Joe Henry Dones was one of the first black citizens who wanted to run for city council, but wasn’t elected in the early stages, Danley said. One councilman told Danley that as much as he liked Alton Caldwell, a black man running for city council, he couldn’t vote for him.

“He told one of the other white councilmen, ‘You know, I really like that Caldwell,’” Danley said. “‘I never voted for a black before and I think my daddy would just turn over in his grave if I voted for him.’”

Caldwell eventually became one of the first black members of the Douglasville City Council soon after. He was the husband of current Douglas County Magistrate Judge Barbara Caldwell. The unnamed white councilman who said he couldn’t vote for Caldwell became very close with Danley during and after their time serving together on the city council over the years.

While on the council, housing and utilities were two of the top issues in the city at the time that Danley and the council faced. He recalls a young Herb Emory sitting in on those council meetings to hold the elected officials accountable.

“I remember a lot of people didn’t have sewage and they had septic tanks,” Danley said. “There were people with dilapidated houses who could not afford to get them fixed up.”

Danley still lives in the county off of Highway 78 in Winston. Today, he admires the city council from afar. He gave his praise, particularly to Councilwoman LaShun Burr Danley, who married into the Danley family, Mayor Rochelle Robinson, City Manager Marcia Hampton, and Downtown Services Manager Patrice Williams. Although all of the women Danley mentioned are black, he said he acknowledged them, along with the rest of the council who appointed those individuals, simply because they were the most qualified candidates for their positions.

“What I don’t want to see is anybody in any of those positions who shouldn’t be there,” Danley said. “There are some, maybe a few throughout the county, where it’s questionable whether the candidate won because of qualifications or because of race. We cannot go down that road because it’s a destructive path. But the ones that I’ve seen at the city, it seems like they know what they’re doing and that’s important.”

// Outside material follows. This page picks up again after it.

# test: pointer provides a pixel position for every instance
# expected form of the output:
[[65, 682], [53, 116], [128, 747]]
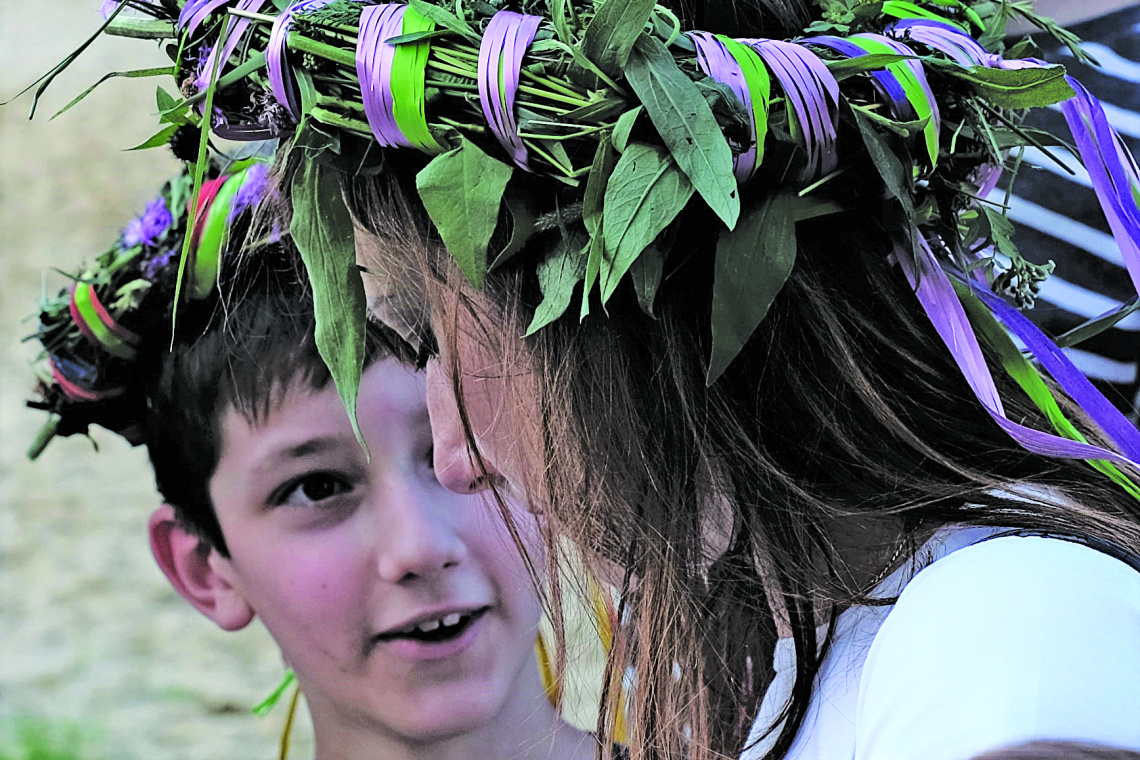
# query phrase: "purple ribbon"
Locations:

Being elected as the first black Douglasville councilman wasn’t the first time Danley made history. As a senior at Fort Valley State University, he became the first black full-time deputy at the Peach County Sheriff’s Office. Then, he joined the Georgia National Guard as one of the few black soldiers in the state. His brother Leonard Danley was the first black Magistrate Judge in Douglasville. His sister Dorothy Sparks was one of the first black educators to teach at Douglas County High School. The philosophy Danley used for breaking barriers is a principle that comes from the Bible.

“We have not because we ask not,” Danley said.

Danley was an educator at Douglas County High School for 30 years, retiring in 2002. He taught economics, sociology and even worked as a counselor at the school. Working in education taught him much about people in general, Danley said, from all walks of life.

“Race is nothing but a culture,” Danley said. “Race is nothing that you can say, ‘Hey. That race …They’re all different. We’re all 99.9 percent alike and we’re different as day-and-night, but there aren’t differences based on race and when we get beyond that, I think our society can move forward.”

Danley graduated from R.L. Cousins High School in 1966, the same school that his wife Florence Danley went to before schools were integrated in the county. Danley and his wife now own two businesses, Danley Brothers Four, LLC. and Danley Four Developments, LLC. The couple has two daughters, Fhonda and Fhara. Both work in education in the county as well, which amuses Danley. Fhonda is the principal at Fairplay Middle School and Fhara is a counselor for schools in the Douglas County School System.